Nato il 27 novembre 1717 a Force di Ascoli Piceno, è stato sacerdote missionario, vescovo di Montalto nelle Marche e vicegerente dei papi Clemente XVI e Pio VI a Roma, per 12 anni, dal gennaio 1774 al 1782. Aveva capito che l’ignoranza era la rovina delle donne e per questo, il 6 marzo 1745, aprì ad Ascoli Piceno la prima scuola pubblica per fanciulle nobili e povere, un “educandato per l’educazione intellettuale e pratica delle giovinette”. Poi, dopo tre anni di insegnamento, il 30 settembre 1747, fondò l’Accademia dell’Immacolata Concezione per preparare le sue suore all’insegnamento per le donne nobili e popolari. Dopodiché aprì 12 monasteri femminili.

Il popolo, nel Settecento, era abbandonato a se stesso e lui cercò di correre al riparo, soprattutto per le donne per le quali scrisse testi di musica, geometria, lingua italiana, francese e spagnolo. E’ stato un educatore moderno, un precursore, che avvicinava il popolo alle lingue straniere e alla musica attraverso la scrittura di dialoghi e l’attività teatrale. Aveva conosciuto donne nobili ed aveva capito che anche loro vivevano nell’ignoranza. “Le più sapienti – diceva – non sanno accompagnare più parole insieme”.

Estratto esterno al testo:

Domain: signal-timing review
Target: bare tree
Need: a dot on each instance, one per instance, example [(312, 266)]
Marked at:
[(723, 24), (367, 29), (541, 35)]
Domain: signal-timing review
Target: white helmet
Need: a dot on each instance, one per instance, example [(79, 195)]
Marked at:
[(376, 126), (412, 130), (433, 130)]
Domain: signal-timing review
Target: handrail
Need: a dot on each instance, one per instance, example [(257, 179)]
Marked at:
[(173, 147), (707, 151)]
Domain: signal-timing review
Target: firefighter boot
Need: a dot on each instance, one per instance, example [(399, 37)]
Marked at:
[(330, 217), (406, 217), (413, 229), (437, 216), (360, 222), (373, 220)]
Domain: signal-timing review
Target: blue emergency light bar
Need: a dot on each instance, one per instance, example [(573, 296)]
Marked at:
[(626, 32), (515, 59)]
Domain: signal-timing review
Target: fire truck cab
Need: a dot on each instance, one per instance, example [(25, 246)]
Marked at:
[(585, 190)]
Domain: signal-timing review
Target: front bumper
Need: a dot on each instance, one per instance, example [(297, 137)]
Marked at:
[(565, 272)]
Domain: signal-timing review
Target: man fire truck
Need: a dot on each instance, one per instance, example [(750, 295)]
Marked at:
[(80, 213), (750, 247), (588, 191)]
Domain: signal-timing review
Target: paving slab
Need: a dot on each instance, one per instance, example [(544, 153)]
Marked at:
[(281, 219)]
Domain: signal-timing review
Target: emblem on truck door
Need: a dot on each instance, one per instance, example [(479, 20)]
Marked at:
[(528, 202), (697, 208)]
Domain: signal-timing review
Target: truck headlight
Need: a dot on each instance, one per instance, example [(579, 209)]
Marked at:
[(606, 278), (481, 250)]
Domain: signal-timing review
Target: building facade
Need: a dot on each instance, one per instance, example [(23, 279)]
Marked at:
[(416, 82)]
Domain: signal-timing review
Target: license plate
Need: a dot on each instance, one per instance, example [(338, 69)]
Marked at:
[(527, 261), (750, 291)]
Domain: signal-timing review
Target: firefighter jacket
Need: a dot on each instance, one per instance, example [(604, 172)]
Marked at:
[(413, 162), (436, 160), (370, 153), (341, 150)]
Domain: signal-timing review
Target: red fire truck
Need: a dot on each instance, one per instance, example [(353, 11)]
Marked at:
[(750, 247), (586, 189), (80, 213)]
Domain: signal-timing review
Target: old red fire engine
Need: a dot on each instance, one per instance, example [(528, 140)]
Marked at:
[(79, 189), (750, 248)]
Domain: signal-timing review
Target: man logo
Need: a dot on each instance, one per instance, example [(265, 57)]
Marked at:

Il Marcucci considerava l’educazione la più alta forma di carità. Perciò, dopo essere stato ordinato sacerdote, a soli 27 anni, fondò un educandato dove le fanciulle studiavano dai 7 ai 18 anni. In un secolo in cui si riteneva che la donna, sia essa ricca che povera, non dovesse studiare, lui preparò le sue suore a diventare maestre di tante altre donne, scrivendo per loro libri e fondando accademie ed istituti. Per essersi occupato dell’educazione femminile fu anche deriso Si iscrisse all’Arcadia, ebbe una fitta corrispondenza con numerosi intellettuali del 700, fondò l’Accademia dell’Immacolata ad Ascoli Piceno ed un’accademia per le dispute teologiche a Roma.
La Predicazione
Oltre all’educazione delle donne, il venerabile Marcucci si dedicò fin da giovane all’istruzione del popolo con la predicazione nelle periferie urbane.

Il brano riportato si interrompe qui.